Later I began to listen to bluegrass, and I admit, I am a sucker for the virtous players, like Doc, Tony Rice, Norman Blake.
And I found through the years, that a lot of the same songs and tunes could be found in both genres.
And now yet more years later, when I started playing in the band Big Hungry Joe, I find the same songs and tunes again, and learn, that it is called Old-time music.
But the basis is the same (New tunes are written off course, which only goes to show, that it is not museum music, but folk music very much alive).
If you go back and investigate the music gathered in the early and mid 60's by Folkway Smithsonian among others, you'll find, that Old-time music, found in the Appalachians, Kentucky, north Carolina, Virginia and surrounding areas, are a lot of different things.
It is a cappella songs, songs with solo banjo (mostly clawhammer or frailing), fiddle, guitar, mountain dulcimer, harmonica ("The poor man's fiddle") autoharp, bones,
jews harp.
So Old time music is a lot of other things, than just the fiddle/banjo/yeehaw/saturday night barn dance thing.
But with that said, a very central thing in OT is the fiddle and the banjo, as it is music made for dance. The pattern in the instrumentals is almost always the same: An A-part repeated two times, and a B-part repeated two times, and over again as many times as it takes to do the dance.
I think, that the "meditative" aspect mentioned above is very adequate.

But in the beginning was the song, and later the instruments came. The immigrants from mostly the british isles, came to these parts of America. As in Denmark, where I live, the fiddle was the main instrument, when there were dances out in the countryside.
Not everybody could play the fiddle, so what to do if you wanted music?
Songs! Songs were everywhere. Everybody could sing a song (this was before television and radio), and the lyrics often contained a story, that came from real life, and thus carried stories and folktales on to the next generations. This has been general for folk music everywhere I guess.
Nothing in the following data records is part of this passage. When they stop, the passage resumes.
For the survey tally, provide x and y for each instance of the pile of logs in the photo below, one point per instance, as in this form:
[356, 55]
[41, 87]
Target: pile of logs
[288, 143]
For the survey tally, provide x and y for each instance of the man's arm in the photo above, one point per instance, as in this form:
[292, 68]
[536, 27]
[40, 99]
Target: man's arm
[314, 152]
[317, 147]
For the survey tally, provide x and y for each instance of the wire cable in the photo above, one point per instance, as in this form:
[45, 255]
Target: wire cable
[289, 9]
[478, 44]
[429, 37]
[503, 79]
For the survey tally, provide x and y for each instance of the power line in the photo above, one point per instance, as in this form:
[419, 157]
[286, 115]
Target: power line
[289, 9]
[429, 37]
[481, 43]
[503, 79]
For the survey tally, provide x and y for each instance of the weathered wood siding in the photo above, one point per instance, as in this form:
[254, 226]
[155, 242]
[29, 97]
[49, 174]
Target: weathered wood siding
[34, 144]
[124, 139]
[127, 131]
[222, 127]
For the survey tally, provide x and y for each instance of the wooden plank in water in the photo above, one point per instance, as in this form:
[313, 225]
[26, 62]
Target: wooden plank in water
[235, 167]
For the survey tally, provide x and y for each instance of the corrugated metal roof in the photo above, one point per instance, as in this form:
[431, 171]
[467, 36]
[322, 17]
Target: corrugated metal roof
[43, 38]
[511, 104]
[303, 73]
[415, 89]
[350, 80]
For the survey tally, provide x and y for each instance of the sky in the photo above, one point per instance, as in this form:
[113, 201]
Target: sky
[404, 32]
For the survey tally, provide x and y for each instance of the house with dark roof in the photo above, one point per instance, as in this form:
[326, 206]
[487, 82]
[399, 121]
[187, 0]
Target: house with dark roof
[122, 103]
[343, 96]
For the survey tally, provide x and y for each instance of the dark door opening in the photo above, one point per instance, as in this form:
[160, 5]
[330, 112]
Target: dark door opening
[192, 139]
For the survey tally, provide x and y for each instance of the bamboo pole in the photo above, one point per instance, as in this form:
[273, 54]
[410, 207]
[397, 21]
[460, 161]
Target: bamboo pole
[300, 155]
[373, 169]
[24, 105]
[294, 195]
In the case of OT music, the fiddle came wih the immigrants from Europe, and in America it got into a happy marriage with the banjo that came with the black slaves from the south.
So, as someone mentioned above, it is a strong mix, between the folksongs and tunes
from europe, some of which goes back a couple of hundred years, and the influence from the black music, and the blues. And the fiddle and the banjo, is almost a lable on this kind of music.
If you try to chase some of the jug bands, and black stringbands from the 20's and 30's you will find that there's a thin line between the white bands and the black bands, they both took elements from each other. And inspired each other. So in music, so much for segregation :-)

If you have read so far, I thank you for your patience, and hope it makes some sense.